A reading of the restrictions is comprehensive, and a concerted effort to adhere to them by individual players will require the same concentration and dedication as the level they devote themselves to watching game film and answering reporter’s questions.
The good news is the players want to get to the finish line as much as the owners. The postseason bonanza in television money is something the players have their eyes trained on, as well as the networks.
The march to the MLB 2020 World Series always ends with the team that succeeds in uniting themselves as one and pledged to a target that leaves no room for individual promotion.
This year, more than ever, one or two strays headed out to a crowded nightclub can upset not only their team but all of major league baseball.
MLB 2020: Entering A Season Of The Unknown
In so many ways, the MLB 2020 season will read like a mystery novel. Except, it will be real as it unfolds.

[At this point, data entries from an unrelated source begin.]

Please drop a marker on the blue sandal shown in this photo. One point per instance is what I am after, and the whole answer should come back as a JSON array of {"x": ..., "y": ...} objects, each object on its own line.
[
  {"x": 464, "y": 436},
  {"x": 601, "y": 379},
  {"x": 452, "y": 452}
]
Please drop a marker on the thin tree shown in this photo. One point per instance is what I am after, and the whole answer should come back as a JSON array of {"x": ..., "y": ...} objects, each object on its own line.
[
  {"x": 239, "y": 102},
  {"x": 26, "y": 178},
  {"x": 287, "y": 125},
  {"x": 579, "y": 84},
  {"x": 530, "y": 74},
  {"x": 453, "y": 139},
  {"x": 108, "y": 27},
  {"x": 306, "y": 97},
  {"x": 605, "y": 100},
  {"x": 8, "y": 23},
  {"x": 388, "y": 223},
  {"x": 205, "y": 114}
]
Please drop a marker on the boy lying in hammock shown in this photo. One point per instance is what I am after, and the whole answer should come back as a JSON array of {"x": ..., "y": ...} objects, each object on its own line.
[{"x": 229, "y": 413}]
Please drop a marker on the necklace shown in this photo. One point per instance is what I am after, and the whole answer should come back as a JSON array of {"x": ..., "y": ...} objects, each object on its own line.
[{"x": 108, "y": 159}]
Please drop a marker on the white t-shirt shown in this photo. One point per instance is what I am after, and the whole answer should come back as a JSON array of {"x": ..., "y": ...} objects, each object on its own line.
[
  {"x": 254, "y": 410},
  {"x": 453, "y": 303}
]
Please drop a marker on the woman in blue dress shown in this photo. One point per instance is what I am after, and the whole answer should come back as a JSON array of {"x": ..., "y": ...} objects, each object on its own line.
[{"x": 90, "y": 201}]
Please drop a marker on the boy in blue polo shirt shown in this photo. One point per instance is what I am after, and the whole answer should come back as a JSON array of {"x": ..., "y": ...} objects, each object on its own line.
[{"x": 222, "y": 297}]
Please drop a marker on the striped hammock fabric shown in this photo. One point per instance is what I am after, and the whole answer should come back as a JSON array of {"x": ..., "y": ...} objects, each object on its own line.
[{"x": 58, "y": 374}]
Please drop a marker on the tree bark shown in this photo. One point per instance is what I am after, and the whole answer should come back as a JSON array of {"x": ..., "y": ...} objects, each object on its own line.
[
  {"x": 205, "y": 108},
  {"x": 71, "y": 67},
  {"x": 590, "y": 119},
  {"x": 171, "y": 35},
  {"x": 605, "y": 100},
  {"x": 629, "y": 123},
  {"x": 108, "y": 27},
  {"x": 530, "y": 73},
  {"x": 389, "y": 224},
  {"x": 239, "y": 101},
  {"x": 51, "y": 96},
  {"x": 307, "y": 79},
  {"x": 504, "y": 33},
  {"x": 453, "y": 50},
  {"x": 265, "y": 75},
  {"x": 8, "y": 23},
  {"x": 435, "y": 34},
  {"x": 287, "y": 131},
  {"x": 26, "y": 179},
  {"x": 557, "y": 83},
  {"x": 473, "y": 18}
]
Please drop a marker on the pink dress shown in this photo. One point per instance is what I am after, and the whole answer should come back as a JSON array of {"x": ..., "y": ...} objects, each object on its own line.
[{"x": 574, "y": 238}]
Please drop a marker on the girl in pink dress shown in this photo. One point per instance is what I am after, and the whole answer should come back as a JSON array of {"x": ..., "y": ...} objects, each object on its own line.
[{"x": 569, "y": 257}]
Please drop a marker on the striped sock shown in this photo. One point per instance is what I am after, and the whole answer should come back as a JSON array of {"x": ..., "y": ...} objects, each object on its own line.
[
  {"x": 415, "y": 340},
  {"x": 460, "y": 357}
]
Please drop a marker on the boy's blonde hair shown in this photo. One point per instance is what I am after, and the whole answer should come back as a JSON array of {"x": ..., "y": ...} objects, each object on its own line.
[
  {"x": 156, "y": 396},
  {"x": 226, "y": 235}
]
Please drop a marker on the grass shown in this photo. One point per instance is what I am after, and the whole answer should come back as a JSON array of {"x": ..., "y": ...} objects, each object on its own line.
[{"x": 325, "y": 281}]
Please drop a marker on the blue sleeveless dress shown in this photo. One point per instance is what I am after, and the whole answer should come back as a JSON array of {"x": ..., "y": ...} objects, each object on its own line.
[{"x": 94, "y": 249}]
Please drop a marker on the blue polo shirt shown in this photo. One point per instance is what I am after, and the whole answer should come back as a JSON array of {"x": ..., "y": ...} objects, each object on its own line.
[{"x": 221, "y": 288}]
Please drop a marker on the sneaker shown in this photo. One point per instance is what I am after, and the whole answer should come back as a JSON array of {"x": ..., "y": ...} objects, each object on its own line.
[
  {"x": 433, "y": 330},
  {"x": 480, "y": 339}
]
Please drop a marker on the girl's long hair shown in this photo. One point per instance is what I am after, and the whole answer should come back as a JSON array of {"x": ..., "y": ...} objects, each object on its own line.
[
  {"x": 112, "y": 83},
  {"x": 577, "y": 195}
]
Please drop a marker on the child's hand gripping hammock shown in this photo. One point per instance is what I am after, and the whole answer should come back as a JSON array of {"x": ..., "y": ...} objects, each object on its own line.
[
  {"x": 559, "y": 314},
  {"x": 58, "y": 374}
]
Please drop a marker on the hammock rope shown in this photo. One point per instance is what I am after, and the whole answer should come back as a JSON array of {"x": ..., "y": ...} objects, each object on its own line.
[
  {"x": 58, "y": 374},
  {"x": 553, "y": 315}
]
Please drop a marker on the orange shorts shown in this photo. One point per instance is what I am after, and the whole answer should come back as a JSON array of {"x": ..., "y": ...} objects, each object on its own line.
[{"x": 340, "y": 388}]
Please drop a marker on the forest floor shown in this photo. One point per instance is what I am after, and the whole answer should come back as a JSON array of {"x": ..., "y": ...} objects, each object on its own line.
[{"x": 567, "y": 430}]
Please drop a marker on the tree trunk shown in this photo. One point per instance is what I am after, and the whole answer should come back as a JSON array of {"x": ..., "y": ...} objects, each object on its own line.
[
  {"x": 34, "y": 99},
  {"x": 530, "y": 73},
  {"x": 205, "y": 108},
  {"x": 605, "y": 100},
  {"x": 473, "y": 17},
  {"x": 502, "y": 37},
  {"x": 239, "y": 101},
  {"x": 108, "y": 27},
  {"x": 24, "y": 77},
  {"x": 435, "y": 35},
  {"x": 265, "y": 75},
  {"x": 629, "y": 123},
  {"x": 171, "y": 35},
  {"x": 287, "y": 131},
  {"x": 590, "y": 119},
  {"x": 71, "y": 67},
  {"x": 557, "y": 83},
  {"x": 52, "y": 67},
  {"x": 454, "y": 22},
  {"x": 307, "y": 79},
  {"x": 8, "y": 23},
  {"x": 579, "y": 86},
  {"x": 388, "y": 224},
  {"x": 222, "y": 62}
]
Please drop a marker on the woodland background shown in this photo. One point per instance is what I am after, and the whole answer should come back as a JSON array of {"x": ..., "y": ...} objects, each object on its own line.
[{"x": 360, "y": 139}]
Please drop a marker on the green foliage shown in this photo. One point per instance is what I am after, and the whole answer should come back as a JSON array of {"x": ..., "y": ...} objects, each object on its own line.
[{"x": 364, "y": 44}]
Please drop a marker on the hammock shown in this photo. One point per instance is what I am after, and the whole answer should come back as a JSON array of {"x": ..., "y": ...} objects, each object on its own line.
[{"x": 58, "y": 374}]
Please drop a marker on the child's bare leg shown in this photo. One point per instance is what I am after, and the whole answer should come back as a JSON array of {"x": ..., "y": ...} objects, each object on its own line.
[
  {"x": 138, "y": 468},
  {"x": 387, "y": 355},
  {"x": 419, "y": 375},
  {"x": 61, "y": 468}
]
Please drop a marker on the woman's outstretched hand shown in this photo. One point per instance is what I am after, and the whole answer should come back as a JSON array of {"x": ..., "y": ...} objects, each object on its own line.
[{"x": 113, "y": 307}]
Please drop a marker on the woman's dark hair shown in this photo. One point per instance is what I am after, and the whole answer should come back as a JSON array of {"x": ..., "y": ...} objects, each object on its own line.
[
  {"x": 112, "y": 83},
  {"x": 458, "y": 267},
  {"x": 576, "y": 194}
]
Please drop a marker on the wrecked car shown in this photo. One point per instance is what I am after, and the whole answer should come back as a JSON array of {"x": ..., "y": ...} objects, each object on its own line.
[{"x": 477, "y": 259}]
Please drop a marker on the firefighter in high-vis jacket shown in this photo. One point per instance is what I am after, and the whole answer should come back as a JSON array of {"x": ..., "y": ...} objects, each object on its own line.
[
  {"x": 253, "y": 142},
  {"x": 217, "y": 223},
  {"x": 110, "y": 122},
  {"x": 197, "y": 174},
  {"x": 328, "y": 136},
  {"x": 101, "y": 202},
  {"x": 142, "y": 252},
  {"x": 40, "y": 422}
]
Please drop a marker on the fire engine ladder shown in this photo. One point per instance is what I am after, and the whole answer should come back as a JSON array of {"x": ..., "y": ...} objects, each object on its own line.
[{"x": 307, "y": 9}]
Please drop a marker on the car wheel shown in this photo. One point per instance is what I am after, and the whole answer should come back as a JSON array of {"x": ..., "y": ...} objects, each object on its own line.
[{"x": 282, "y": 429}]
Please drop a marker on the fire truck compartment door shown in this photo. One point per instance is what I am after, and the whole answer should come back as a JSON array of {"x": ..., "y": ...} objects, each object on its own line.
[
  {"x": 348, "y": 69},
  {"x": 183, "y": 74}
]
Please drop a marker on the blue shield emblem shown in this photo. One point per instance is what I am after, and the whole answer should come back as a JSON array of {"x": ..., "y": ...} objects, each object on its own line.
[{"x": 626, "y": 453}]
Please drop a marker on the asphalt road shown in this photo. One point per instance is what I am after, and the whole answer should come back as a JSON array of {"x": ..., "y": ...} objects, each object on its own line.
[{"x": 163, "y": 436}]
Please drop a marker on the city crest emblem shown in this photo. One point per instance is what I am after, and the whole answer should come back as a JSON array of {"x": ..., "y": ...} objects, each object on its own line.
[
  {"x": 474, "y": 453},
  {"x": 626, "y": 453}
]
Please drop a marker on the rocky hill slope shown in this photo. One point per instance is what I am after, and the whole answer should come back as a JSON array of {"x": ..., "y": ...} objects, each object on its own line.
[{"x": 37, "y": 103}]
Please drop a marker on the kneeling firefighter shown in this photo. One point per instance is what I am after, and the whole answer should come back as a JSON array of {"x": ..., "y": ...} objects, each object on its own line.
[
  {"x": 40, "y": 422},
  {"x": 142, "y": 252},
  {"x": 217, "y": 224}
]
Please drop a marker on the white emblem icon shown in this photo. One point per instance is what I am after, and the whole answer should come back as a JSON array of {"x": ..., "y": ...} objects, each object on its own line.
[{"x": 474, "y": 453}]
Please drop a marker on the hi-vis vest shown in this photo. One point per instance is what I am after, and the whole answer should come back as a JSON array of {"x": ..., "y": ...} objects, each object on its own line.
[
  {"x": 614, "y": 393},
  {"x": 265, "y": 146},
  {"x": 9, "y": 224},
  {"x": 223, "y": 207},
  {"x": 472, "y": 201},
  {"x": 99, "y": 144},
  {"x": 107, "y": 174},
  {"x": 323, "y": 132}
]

What appears above is only a sampling of the unknowns and challenges that need to be met and resolved. Some even before the season get off the ground.
What will help, though, is the haggling between MLB and the MLBPA appears to have subsided, at least to the point where both have a joint mission.
Beyond that, however, the real boss is still COVID-19. We can only hope that all players have or develop a respect for the virus, enabling them to follow established protocols as best they can.
At this point, with engines running and blastoff near, there is no room any hiccup, whether intentional or not, that results in the need to shut the 2020 MLB season down again, and this time, possibly for good.